On 28 May 2026, Enfield’s new Conservative leader Alessandro Georgiou wrote to housing minister Matthew Pennycook to formally withdraw the borough from the government’s New Towns programme. The planned 21,000-home settlement at Crews Hill and Chase Park — one of the three highest-priority sites in the New Towns Taskforce’s programme, with spades in the ground expected before the end of this parliament — is effectively dead.

Georgiou’s letter is worth reading carefully. He does not say the housing isn’t needed. He says 77% of the Enfield electorate voted for parties that explicitly opposed the new town in their 2026 manifestos. Conservatives, Greens, Reform, Liberal Democrats, and Community Independents — all opposed. Only Labour supported it. Labour lost.  And the talk at UKREiiF was that even the remaining Labour Group is pretty luke warm to it all.

He then offers the standard reassurance: the council will work constructively with government, focus on brownfield sites, and pursue town centre regeneration. It is the formulation every administration reaches for in these situations. It is also, as PropViews has documented across several pieces this month, a promise the current planning and viability framework cannot deliver.

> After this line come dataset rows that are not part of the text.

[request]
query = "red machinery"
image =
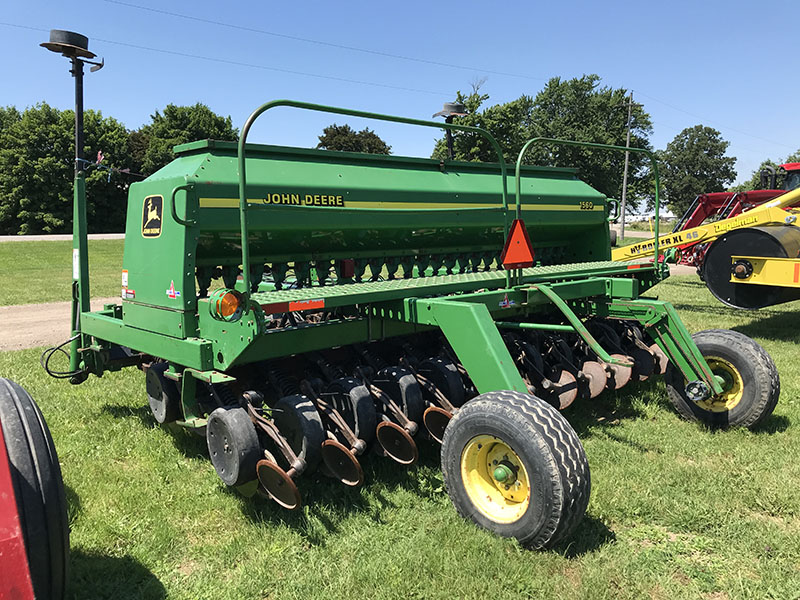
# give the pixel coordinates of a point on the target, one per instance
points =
(723, 205)
(34, 532)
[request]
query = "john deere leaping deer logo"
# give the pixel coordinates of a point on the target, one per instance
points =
(152, 212)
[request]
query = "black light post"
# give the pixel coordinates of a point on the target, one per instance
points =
(75, 47)
(450, 110)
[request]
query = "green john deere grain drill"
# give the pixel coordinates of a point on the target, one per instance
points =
(304, 308)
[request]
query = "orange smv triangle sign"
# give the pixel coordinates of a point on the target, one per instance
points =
(517, 252)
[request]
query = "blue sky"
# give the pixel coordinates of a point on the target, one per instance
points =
(728, 65)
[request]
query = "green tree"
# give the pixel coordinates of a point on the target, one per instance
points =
(345, 139)
(151, 145)
(694, 162)
(575, 109)
(36, 170)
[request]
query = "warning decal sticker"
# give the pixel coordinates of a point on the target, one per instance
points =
(152, 216)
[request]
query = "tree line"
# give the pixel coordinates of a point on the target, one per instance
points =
(37, 153)
(37, 150)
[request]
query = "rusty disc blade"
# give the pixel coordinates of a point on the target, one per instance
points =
(396, 442)
(661, 359)
(436, 420)
(597, 376)
(278, 484)
(341, 462)
(566, 389)
(622, 375)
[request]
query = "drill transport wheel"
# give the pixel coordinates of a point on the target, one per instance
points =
(513, 465)
(749, 379)
(233, 445)
(39, 491)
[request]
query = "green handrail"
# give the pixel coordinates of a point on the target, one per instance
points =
(543, 140)
(353, 113)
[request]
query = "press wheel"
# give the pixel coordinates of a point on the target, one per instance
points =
(233, 445)
(354, 402)
(297, 419)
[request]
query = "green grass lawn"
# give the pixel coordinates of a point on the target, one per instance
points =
(677, 511)
(35, 272)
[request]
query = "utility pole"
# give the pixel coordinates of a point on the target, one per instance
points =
(75, 47)
(625, 172)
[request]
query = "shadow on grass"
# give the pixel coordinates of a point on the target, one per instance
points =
(327, 502)
(190, 444)
(774, 424)
(74, 507)
(773, 326)
(590, 535)
(121, 411)
(100, 576)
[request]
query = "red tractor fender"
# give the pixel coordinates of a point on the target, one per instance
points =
(15, 578)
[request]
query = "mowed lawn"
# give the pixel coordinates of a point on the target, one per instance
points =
(676, 511)
(36, 272)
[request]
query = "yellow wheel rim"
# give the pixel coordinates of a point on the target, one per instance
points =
(733, 386)
(495, 479)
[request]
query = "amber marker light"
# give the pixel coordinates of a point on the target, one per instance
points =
(226, 305)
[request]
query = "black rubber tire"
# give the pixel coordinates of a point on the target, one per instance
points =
(233, 445)
(550, 451)
(299, 422)
(445, 376)
(353, 400)
(760, 377)
(403, 388)
(38, 489)
(162, 394)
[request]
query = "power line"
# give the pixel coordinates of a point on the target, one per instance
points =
(321, 42)
(251, 65)
(402, 57)
(696, 116)
(344, 79)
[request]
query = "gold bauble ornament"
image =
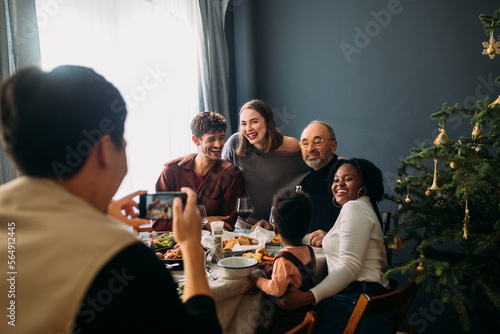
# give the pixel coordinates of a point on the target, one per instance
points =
(443, 136)
(491, 48)
(434, 185)
(476, 131)
(465, 229)
(397, 244)
(420, 265)
(497, 101)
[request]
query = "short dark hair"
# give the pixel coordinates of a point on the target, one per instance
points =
(371, 174)
(292, 212)
(51, 120)
(331, 132)
(207, 122)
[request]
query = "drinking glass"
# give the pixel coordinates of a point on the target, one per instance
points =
(271, 221)
(203, 214)
(244, 208)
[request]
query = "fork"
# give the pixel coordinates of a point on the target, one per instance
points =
(211, 274)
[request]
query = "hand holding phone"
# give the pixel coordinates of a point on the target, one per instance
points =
(159, 206)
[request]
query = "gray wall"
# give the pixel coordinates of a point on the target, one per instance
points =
(402, 61)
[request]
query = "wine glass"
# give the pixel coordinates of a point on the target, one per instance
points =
(203, 214)
(244, 208)
(273, 224)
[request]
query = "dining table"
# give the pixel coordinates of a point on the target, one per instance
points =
(238, 312)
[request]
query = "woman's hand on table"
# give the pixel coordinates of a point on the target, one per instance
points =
(227, 226)
(252, 287)
(127, 204)
(264, 224)
(295, 298)
(316, 238)
(187, 221)
(187, 231)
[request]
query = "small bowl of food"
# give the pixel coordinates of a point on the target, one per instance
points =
(158, 241)
(172, 258)
(237, 267)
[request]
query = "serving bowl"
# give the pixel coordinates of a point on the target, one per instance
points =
(237, 267)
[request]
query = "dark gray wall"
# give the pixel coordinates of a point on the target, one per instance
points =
(397, 69)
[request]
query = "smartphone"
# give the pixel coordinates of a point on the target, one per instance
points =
(159, 206)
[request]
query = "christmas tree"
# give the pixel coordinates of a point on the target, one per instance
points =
(449, 207)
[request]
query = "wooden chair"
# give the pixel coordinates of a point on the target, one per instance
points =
(400, 300)
(307, 326)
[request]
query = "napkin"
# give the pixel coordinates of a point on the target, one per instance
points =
(261, 232)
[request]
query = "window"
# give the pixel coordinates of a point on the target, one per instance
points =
(148, 50)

New Towns are complicated and long term projects.  They need local political consensus to succeed.  In Enfield there appears to be none anymore.  I recall receiving some sage advice when I was Wandsworth Chair of Planning from an ‘elder stateman’ when I was under significant pressure to refuse a particularly controversial but important housing scheme.  His advice was not to face into something where the numbers just are not there, but seek a climb down but get something else in the bargain.

To my eye this New Town is dead.  But there should be a bargain to be done for giving up this project and not forcing it through.  Where is the talk of Meridian Water and what commitments can Enfield offer to accelerate development here.  This is a huge brownfield opportunity which has rail access already in place.  Only limited development has taken place.  It seems strange it has gone missing and my advice to the London Mayor and the Housing Minister is seek a trade and accelerate numbers meaningfully at Meridan Water.